Sembra che tra i due ci fosse una relazione saltuaria. Il corpo della Pavani era stato trovato giovedì pomeriggio da un vicino di casa allarmato dal forte odore di gas proveniente dall’abitazione della donna che è stata uccisa a bottigliate, mentre dormiva, tra le 4.30 e le 5 del mattino. Poco prima Marcarelli aveva assunto due grammi di cocaina. Alle cinque del mattino, il 32enne è già fuori dall’appartamento: è a uno sportello bancomat dove preleva 500 euro con la tessera sottratta alla vittima. Soldi che, confessa durante l’interrogatorio, ha speso in slot machine, gratta e vinci e ricariche telefoniche. Per questo motivo il fermo è per omicidio volontario e rapina.

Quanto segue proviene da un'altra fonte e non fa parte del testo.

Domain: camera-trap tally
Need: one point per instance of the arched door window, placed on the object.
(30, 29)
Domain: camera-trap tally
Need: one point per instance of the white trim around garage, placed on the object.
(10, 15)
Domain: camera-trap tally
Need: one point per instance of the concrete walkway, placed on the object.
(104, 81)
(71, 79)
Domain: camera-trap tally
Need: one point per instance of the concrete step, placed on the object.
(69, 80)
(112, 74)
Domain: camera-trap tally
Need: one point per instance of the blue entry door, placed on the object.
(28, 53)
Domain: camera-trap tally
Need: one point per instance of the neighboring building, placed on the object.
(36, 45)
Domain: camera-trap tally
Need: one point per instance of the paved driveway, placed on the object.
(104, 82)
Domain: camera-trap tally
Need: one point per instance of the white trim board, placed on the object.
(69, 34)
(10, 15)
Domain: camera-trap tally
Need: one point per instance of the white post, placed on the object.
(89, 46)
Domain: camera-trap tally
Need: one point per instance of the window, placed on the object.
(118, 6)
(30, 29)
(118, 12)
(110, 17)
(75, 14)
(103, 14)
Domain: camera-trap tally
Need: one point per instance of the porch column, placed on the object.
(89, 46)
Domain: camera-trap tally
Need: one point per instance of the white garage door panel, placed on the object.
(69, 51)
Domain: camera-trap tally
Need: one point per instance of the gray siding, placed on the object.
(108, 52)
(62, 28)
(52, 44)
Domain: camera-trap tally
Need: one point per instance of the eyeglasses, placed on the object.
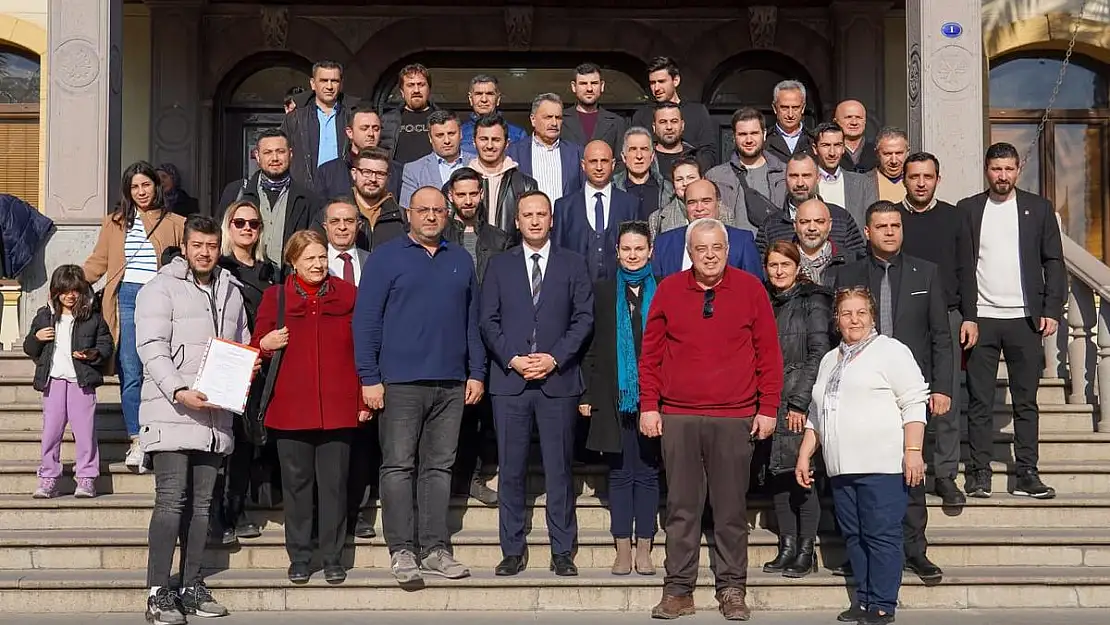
(242, 223)
(422, 211)
(707, 303)
(372, 172)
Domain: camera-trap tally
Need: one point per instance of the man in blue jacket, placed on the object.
(703, 200)
(421, 286)
(537, 313)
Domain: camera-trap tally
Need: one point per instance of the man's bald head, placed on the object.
(811, 225)
(851, 116)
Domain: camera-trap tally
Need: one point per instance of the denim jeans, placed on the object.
(419, 429)
(634, 483)
(869, 510)
(183, 485)
(130, 368)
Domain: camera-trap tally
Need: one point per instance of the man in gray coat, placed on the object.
(189, 302)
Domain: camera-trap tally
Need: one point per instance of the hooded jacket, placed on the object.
(174, 320)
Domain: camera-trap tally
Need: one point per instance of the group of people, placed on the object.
(794, 320)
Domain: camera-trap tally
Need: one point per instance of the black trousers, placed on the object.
(314, 462)
(1021, 343)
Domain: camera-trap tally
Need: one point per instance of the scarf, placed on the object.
(848, 353)
(815, 268)
(627, 373)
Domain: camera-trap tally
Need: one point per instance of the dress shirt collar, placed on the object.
(537, 143)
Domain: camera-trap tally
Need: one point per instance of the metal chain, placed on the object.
(1059, 82)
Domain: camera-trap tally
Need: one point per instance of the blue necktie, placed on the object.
(599, 213)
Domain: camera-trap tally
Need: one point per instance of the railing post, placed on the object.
(1080, 318)
(1102, 340)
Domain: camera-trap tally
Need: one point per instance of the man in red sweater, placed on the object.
(712, 365)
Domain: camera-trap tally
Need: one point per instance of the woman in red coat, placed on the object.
(316, 402)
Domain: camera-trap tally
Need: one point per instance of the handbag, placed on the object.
(98, 295)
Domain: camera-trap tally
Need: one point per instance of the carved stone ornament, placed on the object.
(518, 27)
(275, 26)
(914, 77)
(762, 26)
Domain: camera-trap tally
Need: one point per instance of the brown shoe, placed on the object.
(732, 606)
(673, 606)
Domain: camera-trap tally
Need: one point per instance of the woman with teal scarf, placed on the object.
(612, 400)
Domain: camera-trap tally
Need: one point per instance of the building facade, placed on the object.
(192, 81)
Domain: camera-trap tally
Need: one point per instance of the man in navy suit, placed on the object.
(587, 220)
(548, 159)
(536, 315)
(703, 200)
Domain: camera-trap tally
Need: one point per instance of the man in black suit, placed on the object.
(536, 315)
(789, 135)
(911, 308)
(1021, 285)
(586, 121)
(285, 205)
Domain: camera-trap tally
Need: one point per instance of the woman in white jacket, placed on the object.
(868, 415)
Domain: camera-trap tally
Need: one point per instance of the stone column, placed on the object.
(175, 62)
(946, 89)
(83, 133)
(859, 53)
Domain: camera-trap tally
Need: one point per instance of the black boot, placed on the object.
(805, 563)
(787, 552)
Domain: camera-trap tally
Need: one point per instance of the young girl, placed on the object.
(69, 343)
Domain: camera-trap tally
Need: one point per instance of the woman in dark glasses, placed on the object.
(243, 255)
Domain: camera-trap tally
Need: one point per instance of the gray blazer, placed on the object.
(424, 172)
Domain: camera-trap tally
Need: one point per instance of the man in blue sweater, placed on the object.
(421, 359)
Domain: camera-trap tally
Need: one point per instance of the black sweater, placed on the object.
(942, 235)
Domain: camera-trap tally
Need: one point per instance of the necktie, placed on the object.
(886, 306)
(599, 213)
(537, 280)
(347, 268)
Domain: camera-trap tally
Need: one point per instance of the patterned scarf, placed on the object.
(814, 269)
(848, 353)
(627, 373)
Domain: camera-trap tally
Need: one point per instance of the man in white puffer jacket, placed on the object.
(190, 301)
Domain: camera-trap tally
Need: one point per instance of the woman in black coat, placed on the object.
(242, 255)
(612, 400)
(804, 314)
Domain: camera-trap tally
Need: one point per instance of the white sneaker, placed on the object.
(134, 459)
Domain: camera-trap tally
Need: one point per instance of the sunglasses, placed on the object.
(241, 223)
(707, 303)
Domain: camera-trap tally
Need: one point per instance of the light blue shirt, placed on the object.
(329, 149)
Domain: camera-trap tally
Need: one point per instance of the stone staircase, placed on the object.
(66, 554)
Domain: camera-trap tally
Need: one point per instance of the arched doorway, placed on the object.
(19, 122)
(748, 79)
(521, 78)
(1068, 162)
(249, 100)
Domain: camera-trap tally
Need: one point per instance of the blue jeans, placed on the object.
(130, 366)
(869, 510)
(634, 484)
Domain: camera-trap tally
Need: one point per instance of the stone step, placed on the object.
(480, 550)
(19, 476)
(19, 390)
(132, 512)
(104, 591)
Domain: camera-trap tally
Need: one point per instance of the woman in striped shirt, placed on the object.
(129, 253)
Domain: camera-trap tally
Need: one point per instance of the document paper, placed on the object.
(225, 374)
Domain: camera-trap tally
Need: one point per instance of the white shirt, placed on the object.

A incastrarlo sono state le immagini delle telecamere del bancomat che lo hanno immortalato con le stesse scarpe e pantaloni che indossava al momento dell’interrogatorio. Gli agenti sono arrivati a lui dopo aver saputo che in passato la Pavani aveva soccorso Marcarelli in preda a un malore dovuto alla droga. Gli investigatori hanno incrociato le informazioni del 118 e hanno ottenuto il nome. Ieri pomeriggio lo hanno fermato nel suo appartamento a pochi numeri civici di distanza da casa della vittima.
Marcarelli avrebbe aperto il rubinetto del gas prima di lasciare l’appartamento: l’ipotesi, quindi, è che volesse provocare un’esplosione, nella speranza di cancellare le tracce del suo passaggio e dello stesso omicidio. Le indagini si sono subito dirette nella direzione delle relazioni personali. Escluso dalla rosa dei sospettati era stato solo l’ex marito, in vacanza alle Seychelles. Il trentenne avrebbe sostenuto di aver ucciso perché aveva prestato 2.450 euro alla vittima e temeva di non rivederli. Una volta uccisa Pavani, l’omicida è scappato non senza prendere alcuni oggetti della vittima;oltre al bancomat, anche due telefoni cellulari.